If you have any clay pots, the reddish kind that gardeners used before plastic became the norm, you could break them up and add them. They're absorbent and more porous than pebbles.
I'm wondering if for the occasion when you have company you could create a temporary alternate path around that area, just placing some patio stones or steppers outside the area enough that they don't sink but are on stable ground. Alternately, you could take advantage of the little bog and plant some bog plants.
And, you're quite welcome for the advice, for what it's worth. The only time I've dealt with ponding water was at another house with steep front and back yard slopes, and there was so much instability in the back yard ditch that I just stayed away from it. It wasn't safe, as I learned after sinking into the mud about 1 1/2 inches.
These are all really great ideas! I will definitely be adding sand to the hole and one of the absorbent materials that you suggested.
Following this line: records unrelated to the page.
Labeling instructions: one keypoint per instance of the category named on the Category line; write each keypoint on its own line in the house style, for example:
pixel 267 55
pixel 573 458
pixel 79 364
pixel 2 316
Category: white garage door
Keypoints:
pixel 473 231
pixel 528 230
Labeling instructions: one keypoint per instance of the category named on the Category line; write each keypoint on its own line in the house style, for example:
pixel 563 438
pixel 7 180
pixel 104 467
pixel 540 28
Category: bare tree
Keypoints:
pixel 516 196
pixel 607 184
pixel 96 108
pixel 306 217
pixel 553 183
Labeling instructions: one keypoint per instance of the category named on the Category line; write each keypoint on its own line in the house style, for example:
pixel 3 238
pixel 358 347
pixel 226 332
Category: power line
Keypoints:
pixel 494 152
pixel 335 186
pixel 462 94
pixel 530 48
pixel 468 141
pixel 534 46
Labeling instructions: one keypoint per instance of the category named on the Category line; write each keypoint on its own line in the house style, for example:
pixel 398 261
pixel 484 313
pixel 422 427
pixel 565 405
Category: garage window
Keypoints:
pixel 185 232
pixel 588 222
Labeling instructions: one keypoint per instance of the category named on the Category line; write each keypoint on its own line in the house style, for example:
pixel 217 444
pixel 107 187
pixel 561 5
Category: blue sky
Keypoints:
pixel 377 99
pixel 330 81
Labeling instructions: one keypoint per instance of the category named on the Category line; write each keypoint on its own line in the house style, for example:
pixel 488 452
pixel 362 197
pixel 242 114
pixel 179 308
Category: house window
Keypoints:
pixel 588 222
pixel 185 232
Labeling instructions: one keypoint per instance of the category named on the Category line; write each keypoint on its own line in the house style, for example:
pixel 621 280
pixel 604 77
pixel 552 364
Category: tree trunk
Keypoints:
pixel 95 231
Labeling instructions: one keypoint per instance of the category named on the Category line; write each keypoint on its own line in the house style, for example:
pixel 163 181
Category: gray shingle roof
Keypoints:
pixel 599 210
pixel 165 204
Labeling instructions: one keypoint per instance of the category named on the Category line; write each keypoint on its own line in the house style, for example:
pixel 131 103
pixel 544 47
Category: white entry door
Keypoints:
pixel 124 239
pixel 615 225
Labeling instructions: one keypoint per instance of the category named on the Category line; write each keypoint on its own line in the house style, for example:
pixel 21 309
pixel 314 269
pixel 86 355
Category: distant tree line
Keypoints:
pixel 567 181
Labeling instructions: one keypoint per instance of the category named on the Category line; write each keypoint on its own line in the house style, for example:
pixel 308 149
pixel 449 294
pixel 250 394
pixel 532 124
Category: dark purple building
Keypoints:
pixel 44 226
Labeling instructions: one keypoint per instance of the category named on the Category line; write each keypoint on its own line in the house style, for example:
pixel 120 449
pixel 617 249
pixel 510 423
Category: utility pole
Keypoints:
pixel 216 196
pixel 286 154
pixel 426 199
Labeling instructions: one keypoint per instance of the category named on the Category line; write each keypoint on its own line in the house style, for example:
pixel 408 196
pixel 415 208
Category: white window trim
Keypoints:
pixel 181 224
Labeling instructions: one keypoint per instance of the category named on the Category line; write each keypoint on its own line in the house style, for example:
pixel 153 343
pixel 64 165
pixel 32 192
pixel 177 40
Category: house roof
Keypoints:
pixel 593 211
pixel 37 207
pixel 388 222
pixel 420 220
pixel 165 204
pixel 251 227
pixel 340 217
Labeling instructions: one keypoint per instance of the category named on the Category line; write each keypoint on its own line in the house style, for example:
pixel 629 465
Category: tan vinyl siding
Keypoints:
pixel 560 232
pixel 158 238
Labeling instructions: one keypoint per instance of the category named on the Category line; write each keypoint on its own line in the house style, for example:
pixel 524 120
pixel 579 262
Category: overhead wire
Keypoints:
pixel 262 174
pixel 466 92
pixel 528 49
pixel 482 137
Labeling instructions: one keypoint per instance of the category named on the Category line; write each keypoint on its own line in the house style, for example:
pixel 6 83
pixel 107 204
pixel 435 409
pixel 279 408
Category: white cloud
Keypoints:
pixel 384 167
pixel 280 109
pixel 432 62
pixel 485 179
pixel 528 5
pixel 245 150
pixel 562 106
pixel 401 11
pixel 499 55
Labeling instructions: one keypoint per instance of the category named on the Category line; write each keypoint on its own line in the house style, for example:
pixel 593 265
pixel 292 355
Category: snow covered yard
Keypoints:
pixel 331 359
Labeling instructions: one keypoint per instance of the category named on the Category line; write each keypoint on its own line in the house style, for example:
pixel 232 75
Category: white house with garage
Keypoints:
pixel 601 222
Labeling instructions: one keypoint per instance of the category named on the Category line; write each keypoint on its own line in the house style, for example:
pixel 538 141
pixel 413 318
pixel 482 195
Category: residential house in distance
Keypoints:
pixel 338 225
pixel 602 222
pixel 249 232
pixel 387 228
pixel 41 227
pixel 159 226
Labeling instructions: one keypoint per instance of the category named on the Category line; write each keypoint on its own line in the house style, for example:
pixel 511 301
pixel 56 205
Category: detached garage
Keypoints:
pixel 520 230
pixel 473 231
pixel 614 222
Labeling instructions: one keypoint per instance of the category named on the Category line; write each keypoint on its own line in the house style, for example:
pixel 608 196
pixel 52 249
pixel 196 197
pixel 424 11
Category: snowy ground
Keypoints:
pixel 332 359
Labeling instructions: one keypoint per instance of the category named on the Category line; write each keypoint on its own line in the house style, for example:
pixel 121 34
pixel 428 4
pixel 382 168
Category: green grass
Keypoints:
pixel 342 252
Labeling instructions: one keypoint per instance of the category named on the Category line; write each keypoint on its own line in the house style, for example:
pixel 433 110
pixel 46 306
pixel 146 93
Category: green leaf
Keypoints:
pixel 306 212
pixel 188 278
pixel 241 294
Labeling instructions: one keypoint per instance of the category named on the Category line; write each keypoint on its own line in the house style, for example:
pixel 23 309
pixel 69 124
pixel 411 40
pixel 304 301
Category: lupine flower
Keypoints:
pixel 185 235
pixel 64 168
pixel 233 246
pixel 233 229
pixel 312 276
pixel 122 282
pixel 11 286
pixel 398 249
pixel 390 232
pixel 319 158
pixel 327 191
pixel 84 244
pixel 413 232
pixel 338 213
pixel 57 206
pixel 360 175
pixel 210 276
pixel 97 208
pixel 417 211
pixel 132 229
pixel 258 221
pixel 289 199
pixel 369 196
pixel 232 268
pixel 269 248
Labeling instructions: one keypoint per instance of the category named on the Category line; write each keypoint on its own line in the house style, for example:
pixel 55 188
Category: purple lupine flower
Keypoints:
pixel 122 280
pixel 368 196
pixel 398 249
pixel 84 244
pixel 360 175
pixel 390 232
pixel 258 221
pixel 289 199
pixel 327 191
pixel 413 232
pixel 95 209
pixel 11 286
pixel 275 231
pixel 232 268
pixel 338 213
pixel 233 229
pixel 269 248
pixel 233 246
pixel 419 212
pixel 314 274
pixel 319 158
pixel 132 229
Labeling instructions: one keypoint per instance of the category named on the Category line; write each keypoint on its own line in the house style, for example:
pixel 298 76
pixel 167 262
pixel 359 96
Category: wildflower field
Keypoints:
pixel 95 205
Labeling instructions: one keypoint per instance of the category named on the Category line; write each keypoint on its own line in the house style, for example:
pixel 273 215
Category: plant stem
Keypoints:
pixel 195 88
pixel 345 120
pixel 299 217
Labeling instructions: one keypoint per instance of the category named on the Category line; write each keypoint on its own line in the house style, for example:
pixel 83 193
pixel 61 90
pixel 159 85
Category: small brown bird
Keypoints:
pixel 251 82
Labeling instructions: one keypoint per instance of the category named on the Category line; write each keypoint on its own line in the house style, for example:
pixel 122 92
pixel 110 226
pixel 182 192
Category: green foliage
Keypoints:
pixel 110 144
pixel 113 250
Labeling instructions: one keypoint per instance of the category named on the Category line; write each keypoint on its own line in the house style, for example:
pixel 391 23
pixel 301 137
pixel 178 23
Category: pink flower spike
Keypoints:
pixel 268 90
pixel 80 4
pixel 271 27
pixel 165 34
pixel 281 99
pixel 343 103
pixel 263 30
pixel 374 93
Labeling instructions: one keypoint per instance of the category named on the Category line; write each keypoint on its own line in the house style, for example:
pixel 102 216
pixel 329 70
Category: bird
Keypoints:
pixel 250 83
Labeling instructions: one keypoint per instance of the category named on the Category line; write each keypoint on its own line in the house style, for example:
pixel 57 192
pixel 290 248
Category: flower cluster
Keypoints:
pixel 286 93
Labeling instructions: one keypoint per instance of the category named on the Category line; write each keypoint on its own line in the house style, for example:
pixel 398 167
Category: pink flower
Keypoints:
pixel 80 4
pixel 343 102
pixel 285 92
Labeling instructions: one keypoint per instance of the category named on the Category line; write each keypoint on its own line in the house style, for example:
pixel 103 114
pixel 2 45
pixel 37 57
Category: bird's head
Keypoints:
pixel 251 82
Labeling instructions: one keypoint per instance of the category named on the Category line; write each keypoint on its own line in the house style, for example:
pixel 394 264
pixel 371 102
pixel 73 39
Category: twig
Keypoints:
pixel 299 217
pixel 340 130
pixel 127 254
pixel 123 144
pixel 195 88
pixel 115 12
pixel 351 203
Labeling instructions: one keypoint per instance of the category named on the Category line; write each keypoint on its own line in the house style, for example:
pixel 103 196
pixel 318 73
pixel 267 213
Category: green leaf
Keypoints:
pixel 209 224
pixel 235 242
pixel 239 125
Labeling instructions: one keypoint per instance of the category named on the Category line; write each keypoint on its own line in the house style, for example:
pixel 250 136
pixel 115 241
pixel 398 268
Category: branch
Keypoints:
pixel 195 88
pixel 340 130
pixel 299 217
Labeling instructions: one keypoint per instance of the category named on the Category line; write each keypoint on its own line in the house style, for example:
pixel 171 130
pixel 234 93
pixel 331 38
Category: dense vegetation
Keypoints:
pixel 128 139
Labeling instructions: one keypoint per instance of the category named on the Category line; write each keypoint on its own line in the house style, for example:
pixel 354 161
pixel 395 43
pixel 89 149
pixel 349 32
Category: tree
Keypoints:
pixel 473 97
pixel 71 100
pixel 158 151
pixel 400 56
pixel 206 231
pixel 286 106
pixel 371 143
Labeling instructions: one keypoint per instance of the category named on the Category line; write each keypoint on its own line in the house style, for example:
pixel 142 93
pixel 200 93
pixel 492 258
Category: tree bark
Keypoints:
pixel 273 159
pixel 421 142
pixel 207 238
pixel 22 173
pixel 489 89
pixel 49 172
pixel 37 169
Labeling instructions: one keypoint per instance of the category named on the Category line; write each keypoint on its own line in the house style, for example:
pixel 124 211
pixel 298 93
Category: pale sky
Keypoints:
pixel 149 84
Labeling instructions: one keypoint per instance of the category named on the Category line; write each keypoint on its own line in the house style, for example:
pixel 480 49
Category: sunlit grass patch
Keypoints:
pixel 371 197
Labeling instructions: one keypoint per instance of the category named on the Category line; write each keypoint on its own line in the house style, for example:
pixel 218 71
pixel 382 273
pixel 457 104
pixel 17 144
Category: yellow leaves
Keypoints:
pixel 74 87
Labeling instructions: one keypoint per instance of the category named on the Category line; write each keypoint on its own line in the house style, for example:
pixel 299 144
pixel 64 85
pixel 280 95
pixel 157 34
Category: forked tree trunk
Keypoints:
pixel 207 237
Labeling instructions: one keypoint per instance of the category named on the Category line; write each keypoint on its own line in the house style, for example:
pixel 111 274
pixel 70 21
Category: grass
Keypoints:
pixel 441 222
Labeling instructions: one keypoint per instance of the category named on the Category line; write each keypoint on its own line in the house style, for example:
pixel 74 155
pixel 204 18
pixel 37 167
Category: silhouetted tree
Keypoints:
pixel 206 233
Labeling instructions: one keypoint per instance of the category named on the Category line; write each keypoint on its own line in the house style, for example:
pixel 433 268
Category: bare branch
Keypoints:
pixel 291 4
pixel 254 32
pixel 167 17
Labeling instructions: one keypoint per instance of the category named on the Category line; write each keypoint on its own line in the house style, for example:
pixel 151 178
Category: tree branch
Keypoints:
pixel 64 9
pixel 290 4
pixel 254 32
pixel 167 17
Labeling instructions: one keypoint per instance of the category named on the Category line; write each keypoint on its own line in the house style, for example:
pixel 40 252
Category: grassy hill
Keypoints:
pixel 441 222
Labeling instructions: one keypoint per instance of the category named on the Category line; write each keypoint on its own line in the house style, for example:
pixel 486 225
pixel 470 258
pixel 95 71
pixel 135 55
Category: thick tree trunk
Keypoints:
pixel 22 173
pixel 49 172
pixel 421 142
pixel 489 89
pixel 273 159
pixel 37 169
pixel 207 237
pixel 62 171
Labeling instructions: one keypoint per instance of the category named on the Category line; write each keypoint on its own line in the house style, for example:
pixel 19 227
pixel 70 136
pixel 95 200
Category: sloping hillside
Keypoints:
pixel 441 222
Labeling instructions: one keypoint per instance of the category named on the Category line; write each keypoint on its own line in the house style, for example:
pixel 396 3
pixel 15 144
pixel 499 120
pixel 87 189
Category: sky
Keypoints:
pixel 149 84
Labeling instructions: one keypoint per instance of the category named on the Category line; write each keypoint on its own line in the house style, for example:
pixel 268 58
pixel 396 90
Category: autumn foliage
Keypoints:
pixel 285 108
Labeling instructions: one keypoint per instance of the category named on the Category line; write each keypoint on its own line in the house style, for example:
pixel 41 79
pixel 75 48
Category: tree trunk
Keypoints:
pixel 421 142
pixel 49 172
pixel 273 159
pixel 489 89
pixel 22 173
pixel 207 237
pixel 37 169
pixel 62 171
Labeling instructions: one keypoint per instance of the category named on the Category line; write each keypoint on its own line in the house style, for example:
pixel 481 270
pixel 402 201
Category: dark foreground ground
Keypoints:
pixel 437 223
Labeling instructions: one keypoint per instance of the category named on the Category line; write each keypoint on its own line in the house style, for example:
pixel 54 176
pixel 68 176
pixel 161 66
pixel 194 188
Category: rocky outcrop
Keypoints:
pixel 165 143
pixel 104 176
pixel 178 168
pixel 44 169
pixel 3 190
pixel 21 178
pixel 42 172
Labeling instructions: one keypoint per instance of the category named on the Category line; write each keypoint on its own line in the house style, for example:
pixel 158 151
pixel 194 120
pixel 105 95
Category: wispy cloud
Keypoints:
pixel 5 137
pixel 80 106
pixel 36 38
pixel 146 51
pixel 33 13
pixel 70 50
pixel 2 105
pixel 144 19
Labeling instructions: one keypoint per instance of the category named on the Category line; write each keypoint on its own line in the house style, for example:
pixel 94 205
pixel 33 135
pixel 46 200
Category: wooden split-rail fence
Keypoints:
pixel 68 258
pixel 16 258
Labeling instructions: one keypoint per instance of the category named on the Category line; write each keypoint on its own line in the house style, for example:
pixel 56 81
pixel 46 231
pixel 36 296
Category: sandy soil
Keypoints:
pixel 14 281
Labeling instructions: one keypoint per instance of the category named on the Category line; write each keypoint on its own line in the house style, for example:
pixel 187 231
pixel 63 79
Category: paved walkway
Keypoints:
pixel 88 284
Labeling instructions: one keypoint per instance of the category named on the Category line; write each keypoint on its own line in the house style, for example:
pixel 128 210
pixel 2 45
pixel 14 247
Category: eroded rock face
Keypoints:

Haven't decided which one yet.
I'm not sure there is enough room to put a stepping stone path around the muddy mess but maybe after I add the sand the edges will be strong enough to hold stepping stones.
Thank you GardenSprite!
hope those are stepping stones to the left. if they are access covers for a septic system, you have more problems than you know about.
since you mentioned stepping stones in the last post ahead of this... I would not mess around with temporary fixes. do it once for the same labor.
if you're not going to fix the whole weedy yard, why not just dig a deep ol' pit and drain the water for good? it's called a French drain, and it's a deep pit full of stone that allows fast drainage and a dry top. the top surface should be level to the block patio and pervious to water, so a layer of gravel would be good, perhaps drop two more stepping stones to go around it.
sig: if this is a new economy, how come they still want my old-fashioned money?